D'moneyTalk - Saat ini terdapat fenomena menarik yang sedang berkembang yakni jutaan orang di seluruh dunia beralih ke chatbot AI untuk mencari bimbingan spiritual. Aplikasi seperti Bible Chat telah diunduh lebih dari 30 juta kali, menunjukkan bagaimana teknologi telah menyusup ke dalam aspek kehidupan yang paling pribadi dan intim.
Bahkan, aplikasi Katolik bernama Hallow pernah mengungguli platform besar seperti Netflix dan Instagram di App Store, menandakan betapa besar minat publik terhadap "teknologi iman" ini.

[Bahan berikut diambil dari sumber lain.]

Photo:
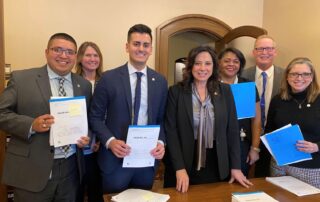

Berdasarkan laporan dari The New York Times seperti dilansir dari Arstechnica, Rabu (24/9), tren ini tidak terbatas pada negara tertentu. Di Tiongkok, misalnya, orang-orang menggunakan platform seperti DeepSeek untuk meramal nasib mereka.
Aplikasi-aplikasi ini sering kali mematok biaya langganan yang cukup tinggi, bahkan hingga USD 70 per tahun, dengan janji dapat menyalurkan komunikasi ilahi secara langsung. Hal ini menimbulkan pertanyaan tentang etika dan keaslian bimbingan yang mereka tawarkan.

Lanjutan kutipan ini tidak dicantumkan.